Un ratito en el deslugar (25)

. Una abuela vivía en una casa sola, sola. Un día, que parecía igual que el anterior, recibió una postal navideña envuelta en un sobre dorado. Lo abrió con delicadeza. Al cabo de varias horas de mucho cabilar llamó a su hija y le dijo: “Carmen, acabo de recibir una postal y no se dónde ponerla”. La hija, aquella misma tarde, acudió a visitar a su madre. La encontró sentada en el sofá de flores y cojines estampados con campiñas inglesas sosteniendo entre sus manos la postal. Se dieron un beso, algo precipitado, pero un beso.
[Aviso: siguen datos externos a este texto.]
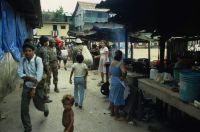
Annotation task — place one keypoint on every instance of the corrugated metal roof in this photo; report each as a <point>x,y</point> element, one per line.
<point>98,10</point>
<point>86,5</point>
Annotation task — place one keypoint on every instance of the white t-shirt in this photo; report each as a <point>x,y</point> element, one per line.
<point>64,53</point>
<point>103,50</point>
<point>79,69</point>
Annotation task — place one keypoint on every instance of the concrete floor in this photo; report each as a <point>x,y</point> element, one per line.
<point>94,117</point>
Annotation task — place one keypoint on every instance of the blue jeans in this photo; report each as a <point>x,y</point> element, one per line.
<point>79,88</point>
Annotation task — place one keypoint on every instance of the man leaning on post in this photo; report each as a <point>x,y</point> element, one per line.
<point>30,69</point>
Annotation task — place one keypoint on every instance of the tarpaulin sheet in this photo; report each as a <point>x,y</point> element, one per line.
<point>22,31</point>
<point>9,30</point>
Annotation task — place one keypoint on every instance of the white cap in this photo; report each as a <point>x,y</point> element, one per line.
<point>78,41</point>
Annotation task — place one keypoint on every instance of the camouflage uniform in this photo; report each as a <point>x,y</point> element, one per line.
<point>53,63</point>
<point>76,50</point>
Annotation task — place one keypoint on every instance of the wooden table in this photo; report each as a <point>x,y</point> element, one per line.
<point>133,77</point>
<point>164,93</point>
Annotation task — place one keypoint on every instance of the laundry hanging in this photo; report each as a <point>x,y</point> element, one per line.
<point>9,41</point>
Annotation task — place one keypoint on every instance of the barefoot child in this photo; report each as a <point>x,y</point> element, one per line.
<point>68,114</point>
<point>80,71</point>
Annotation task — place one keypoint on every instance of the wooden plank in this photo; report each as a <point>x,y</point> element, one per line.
<point>164,93</point>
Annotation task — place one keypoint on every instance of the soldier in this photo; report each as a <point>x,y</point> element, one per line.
<point>77,49</point>
<point>53,63</point>
<point>43,53</point>
<point>30,69</point>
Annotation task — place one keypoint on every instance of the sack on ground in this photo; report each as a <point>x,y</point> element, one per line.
<point>88,60</point>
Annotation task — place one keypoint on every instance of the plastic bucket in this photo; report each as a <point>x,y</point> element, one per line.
<point>189,86</point>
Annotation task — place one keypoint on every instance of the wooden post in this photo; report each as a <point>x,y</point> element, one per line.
<point>126,42</point>
<point>149,51</point>
<point>131,51</point>
<point>162,53</point>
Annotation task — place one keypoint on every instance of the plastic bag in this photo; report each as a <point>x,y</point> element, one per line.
<point>88,60</point>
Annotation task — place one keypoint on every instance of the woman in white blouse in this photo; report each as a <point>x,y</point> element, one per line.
<point>103,59</point>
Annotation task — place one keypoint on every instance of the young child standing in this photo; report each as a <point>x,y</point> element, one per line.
<point>68,114</point>
<point>80,71</point>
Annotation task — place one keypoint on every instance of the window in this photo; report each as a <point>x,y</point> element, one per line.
<point>54,27</point>
<point>63,27</point>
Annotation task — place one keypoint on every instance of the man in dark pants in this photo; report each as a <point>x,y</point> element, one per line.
<point>30,69</point>
<point>53,63</point>
<point>43,53</point>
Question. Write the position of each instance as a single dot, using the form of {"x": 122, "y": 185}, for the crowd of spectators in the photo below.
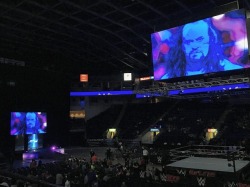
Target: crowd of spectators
{"x": 94, "y": 171}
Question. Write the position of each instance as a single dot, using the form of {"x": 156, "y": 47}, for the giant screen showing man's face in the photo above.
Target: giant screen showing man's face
{"x": 28, "y": 123}
{"x": 211, "y": 45}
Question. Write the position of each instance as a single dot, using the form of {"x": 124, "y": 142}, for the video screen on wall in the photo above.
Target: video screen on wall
{"x": 19, "y": 142}
{"x": 210, "y": 45}
{"x": 35, "y": 141}
{"x": 28, "y": 123}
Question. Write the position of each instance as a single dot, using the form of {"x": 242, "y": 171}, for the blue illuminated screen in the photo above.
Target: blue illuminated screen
{"x": 213, "y": 44}
{"x": 28, "y": 123}
{"x": 35, "y": 141}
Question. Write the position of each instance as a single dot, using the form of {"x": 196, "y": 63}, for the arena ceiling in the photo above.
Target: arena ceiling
{"x": 94, "y": 36}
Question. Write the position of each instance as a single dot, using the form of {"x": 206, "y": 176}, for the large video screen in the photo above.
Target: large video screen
{"x": 28, "y": 123}
{"x": 35, "y": 141}
{"x": 213, "y": 44}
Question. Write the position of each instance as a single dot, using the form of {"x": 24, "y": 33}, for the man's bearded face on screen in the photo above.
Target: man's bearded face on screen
{"x": 195, "y": 41}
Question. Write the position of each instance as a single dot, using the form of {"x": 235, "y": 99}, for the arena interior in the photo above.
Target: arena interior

La hija se sentó junto a su madre, en ese sofá donde hacía años ya que los nietos habían dejado de pelearse por obtener el mando de la tele, donde tampoco ya ningún yerno dormia la siesta, donde las visitas, como las postales, escaseaban . La abuela miró la tele apagada, el mueble lleno de figuritas, recuerdo de pueblos olvidados, el sobre de la chimenea falsa en la que nunca había podido arder ningún leño que diera calor al hogar, pero que cada Navidad albergaba cariñosamente el belén. Miró incluso al pájaro dentro de la jaula, compañero fiel, compañero encerrado. La hija miraba a su madre respetando su silencio. El tiempo las había enseñado a reconocerse los pensamientos, sencillos, simples y honestos. Ambas quedaron atrapadas en la belleza que suponía descubrir el lugar más adecuado para aquel trozo de cartulina doblada. Sin mirar a la hija y absorbida aún por el dilema, la abuela, que continuaba apretando con las arrugas de sus manos la postal, suspiró y dijo sin esperar ningún comentario: “si es que… según donde la ponga, las estrellitas brillan más”. Así discurría aquella tarde. Finalmente se levantaron y ambas recorrieron el pasillo hasta llegar al recibidor. La abuela colocó la postal sobre el mueble de la entrada, al lado de un pequeño árbol de plástico de miniatura, que días antes, como el belén, la abuela se había entretenido en decorar sin prisa, con los adornos que el tiempo había ido haciendo tan sabios como a ella. Regresaron al sofá, orgullosas de su decisión. Al instante de sentarse la abuela, en un salto repingón, se volvió a levantar y sin girarse a mirar a su hija se dirigió a toda prisa de nuevo hacía el recibidor mientras le decía: “Pero Carmen, si no te la he leído y ésta tiene las letras grandes”. Así oscureció la tarde en aquella casa, leyendo una postal que venía de una ciudad lejana, era igual de cúal, pero que tenía las letras muy grandes.